One of the things that has been standard in publishing for years is the author’s resume. Sure, we call it the author’s biography, but so frequently it turns into a list of every random job the author has ever worked. Safecracker! Chicken sexer! Hypnotist! Roller Skate Dancer! Gondolier! Lion Tamer! The weirder the better seems to be the goal when you’re writing copy for the back flap of your book.

When I first had to write an author bio, on the release of my first novel, Last Will, I was stumped. People offered the usual advice: all those weird jobs I had. Sex educator! Topless waitress (for a night)! Receptionist at a nuclear power plant! Architectural slide archivist! Nobody suggested that I should trumpet to the world my two stints as a custodian. (Once at a church. Once at a daycare.) Nor my time toiling in the salt mines of university adjunct teaching or the clerical fields.

My solution was to just skip over the random jobs portion of my bio and fill up space with such witty gems as “Bryn Greenwood lives in Kansas, which is as flat as you imagine but slightly more charming.” I’m a novelist, okay, not a biographer.

When my second novel, Lie Lay Lain, was published, it suddenly mattered that I had worked as a church secretary for three years. It gave me pew cred, so to speak, to be writing a book about a church secretary. Rarely, though, do I see authors celebrating the completely normal, menial jobs that they did before they became somebody who had a bio on the back of a book. That makes me a little sad, especially after what I witnessed this morning.

As I was arriving on campus for my quotidienne office manager job, I saw a young woman using a weedwhacker to trim around a faculty parking lot. She paused at one point and pulled a piece of paper and a pencil out of her pocket. With the weedwhacker still running, she furtively scribbled on her paper. Every few seconds her head bobbed up and she scanned the horizon to be sure her boss on the grounds crew didn’t catch her. As I passed, the paper and pencil went back into the pocket, and she returned to whacking weeds.
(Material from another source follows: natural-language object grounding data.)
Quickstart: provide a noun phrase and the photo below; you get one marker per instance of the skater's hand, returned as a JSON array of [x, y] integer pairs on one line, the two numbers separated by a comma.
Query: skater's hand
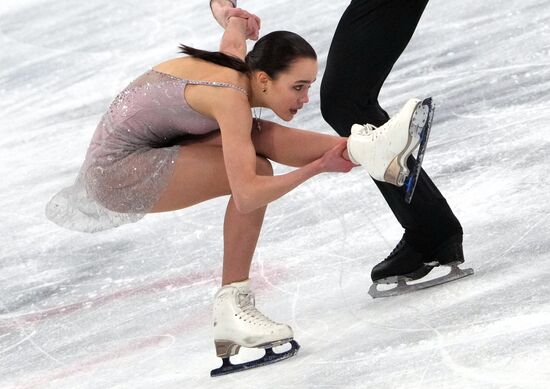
[[333, 160], [253, 22]]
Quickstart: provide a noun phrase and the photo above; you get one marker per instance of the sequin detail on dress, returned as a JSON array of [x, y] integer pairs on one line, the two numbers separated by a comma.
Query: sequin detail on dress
[[132, 154]]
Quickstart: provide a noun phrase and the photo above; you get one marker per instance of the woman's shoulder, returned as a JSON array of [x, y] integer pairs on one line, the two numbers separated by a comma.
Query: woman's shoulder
[[199, 70]]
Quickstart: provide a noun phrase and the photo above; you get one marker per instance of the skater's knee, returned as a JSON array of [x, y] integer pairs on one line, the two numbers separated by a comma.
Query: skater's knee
[[263, 166]]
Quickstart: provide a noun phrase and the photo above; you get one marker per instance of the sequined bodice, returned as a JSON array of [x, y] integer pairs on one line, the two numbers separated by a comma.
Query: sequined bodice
[[152, 112]]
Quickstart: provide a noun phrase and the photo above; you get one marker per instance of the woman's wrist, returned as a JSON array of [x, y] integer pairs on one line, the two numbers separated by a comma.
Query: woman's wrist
[[233, 3]]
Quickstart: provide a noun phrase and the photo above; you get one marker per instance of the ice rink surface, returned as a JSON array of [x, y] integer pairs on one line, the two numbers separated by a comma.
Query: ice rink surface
[[131, 307]]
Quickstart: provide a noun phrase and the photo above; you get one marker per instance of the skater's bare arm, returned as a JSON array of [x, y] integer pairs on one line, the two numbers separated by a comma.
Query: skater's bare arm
[[293, 146], [223, 10], [218, 8], [251, 191]]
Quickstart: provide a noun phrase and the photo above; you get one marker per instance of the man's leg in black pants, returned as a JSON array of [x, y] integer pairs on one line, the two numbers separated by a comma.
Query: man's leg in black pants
[[369, 39]]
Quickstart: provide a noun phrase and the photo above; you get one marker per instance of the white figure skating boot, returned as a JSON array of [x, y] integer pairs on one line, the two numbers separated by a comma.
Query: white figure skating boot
[[383, 151], [237, 323]]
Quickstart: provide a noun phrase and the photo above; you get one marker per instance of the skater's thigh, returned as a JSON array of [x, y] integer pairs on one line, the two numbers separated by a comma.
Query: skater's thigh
[[199, 175]]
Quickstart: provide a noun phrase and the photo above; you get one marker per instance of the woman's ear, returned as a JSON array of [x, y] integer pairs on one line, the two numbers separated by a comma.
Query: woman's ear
[[263, 79]]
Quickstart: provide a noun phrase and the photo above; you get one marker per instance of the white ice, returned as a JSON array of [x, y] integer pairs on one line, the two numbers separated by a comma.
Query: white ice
[[131, 307]]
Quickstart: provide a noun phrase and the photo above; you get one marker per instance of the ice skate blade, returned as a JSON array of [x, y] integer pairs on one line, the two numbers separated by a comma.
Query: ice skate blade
[[397, 171], [403, 288], [269, 358], [410, 183]]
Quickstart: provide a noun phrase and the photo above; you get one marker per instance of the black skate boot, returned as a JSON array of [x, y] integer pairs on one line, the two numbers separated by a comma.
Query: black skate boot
[[403, 263]]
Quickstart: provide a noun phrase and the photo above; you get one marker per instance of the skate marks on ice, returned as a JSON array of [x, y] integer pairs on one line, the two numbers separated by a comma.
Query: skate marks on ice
[[428, 110]]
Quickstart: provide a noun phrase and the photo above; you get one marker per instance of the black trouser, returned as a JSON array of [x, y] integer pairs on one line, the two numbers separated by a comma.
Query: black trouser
[[370, 37]]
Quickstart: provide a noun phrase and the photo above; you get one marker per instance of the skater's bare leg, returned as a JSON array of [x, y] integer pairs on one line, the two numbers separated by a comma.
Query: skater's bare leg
[[200, 175], [241, 232]]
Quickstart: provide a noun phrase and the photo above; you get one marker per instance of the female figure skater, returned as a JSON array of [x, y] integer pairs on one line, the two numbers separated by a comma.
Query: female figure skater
[[183, 133]]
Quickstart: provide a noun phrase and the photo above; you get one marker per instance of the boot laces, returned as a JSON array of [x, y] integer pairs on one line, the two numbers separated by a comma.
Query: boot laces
[[247, 304], [367, 129]]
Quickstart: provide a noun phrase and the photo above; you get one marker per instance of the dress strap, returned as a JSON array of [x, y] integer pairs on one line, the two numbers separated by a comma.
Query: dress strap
[[218, 84]]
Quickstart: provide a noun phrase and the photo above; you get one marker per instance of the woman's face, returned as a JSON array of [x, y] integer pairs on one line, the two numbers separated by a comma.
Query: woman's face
[[287, 94]]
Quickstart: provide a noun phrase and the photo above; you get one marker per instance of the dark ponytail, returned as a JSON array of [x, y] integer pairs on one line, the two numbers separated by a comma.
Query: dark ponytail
[[216, 57], [273, 54]]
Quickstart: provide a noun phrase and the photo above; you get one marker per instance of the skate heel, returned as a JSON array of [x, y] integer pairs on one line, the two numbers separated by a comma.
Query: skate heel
[[396, 173], [226, 348]]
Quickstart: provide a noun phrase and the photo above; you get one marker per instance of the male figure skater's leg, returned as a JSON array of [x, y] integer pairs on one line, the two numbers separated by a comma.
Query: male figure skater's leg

I imagined her as a poet, capturing some passing observation on spring, but she might just as likely have been a prose writer or, like my custodian friend who scribbles on the job, a screenwriter. Either way, it made me sad to think of young writers reading authors’ bios and finding them devoid of those boring, plain old jobs. Writers don’t only spring forth from the lucrative careers of lion taming or burlesque dancing or mortuary aesthetics. They also spring forth from secretarial work, child care, burger flipping, and unemployment.